Using Dialogue Journals
Dialogue journals, where teacher and student engage in a written conversation over a period of weeks or months, offer relationship-building opportunities in a low-pressure environment, and provide teachers some important insights into students’ academic needs and strengths. The advantages are many:
- Each student feels a personal connection with the teacher, since his or her needs and thoughts are addressed individually.
- Teachers get a sense of students’ writing abilities outside of a traditional assignment.

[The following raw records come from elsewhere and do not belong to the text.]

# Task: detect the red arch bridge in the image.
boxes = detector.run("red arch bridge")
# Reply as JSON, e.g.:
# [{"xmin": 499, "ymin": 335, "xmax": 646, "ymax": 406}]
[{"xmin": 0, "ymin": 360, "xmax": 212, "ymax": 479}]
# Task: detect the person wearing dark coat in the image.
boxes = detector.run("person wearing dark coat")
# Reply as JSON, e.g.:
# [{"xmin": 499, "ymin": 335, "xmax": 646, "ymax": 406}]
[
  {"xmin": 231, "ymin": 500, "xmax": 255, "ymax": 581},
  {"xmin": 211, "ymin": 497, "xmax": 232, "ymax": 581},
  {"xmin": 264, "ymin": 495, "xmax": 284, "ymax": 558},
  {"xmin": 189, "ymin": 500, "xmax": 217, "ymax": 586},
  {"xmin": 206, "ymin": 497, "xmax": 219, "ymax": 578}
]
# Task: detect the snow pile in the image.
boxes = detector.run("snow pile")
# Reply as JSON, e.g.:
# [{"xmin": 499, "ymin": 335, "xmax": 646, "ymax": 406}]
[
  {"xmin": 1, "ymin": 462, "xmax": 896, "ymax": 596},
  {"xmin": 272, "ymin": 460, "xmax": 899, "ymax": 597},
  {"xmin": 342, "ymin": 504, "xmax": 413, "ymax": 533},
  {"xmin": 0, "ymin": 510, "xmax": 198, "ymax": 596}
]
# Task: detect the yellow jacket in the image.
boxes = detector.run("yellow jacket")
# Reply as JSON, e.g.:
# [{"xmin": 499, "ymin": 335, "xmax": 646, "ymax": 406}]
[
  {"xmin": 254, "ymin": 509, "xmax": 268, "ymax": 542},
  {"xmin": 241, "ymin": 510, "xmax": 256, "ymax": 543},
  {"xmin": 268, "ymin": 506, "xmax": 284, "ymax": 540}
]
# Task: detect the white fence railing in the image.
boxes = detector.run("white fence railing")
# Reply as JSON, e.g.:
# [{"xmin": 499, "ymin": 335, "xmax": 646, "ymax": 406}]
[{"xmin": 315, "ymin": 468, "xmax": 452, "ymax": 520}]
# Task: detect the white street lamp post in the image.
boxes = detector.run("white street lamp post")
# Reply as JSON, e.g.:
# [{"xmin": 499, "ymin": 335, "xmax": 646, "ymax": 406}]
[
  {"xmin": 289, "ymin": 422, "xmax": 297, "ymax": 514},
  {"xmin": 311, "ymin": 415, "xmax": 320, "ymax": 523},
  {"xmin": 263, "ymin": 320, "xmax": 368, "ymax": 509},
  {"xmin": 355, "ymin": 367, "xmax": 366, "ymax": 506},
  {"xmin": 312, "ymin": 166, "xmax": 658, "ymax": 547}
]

- Teachers learn about circumstances in each student’s life that may impact his or her performance at school
- Teachers have a chance to mold their expectations of student work habits
Managing Journals in Middle School
Especially in middle school, when each teacher may have more than a hundred students, this type of journaling definitely represents an investment of time on the part of a teacher. Some suggestions for keeping the entire process running smoothly, while making it as productive as possible:
- Commit to a particular number of exchanges. If students know they’ll be writing back and forth four times, for example, they’ll be more invested in making each entry count. This also gives teachers a chance to phase out the exercise once the school year is in full swing and time is short. Many teachers do offer students the option to continue writing all year, which is meaningful to those (probably few) who take advantage of it.
- Set the parameters ahead of time. Create a simple rubric and grade some samples with students. Make sure the expectations (length, subject matter, etc.) are explicit so everyone knows what to anticipate. Make clear that you will keep the conversations private, unless their safety is at stake.
- Let students personalize their journals. Offer a blank cover page to decorate with drawings, magazine collages, or photographs.
- Assign the journals as out-of-class work. Students can smell a time-filler. Elevating the journals to homework status shows the value placed on them by the teacher.
- Spread the journaling out over a reasonable period of time. It’s not feasible for a teacher to write a meaningful response to every student in one night. Allotting a week (or whatever interval makes sense) between responses allows teachers to respond to a reasonable number of journals each night, and affords students the chance to take their time with their entries.
- Offer students a prompt for each entry to get them going. Start by asking about their families and favorites. Once everyone knows each other, subjects like goals, fears, and triumphs have some context and are more comfortable discussion topics.
- A few specific comments in return validate students’ writing. Writing questions or observations in the margins and asking at least one question in each response help students feel that the teacher has actually digested what they’ve written.
- Look for chances to connect. Teachers should be willing to share glimpses of their own experiences that relate to what students have shared.
There's so much to do--for both teachers and students!--at the beginning of each school year, but if organized well, dialogue journaling will be time well spent by all.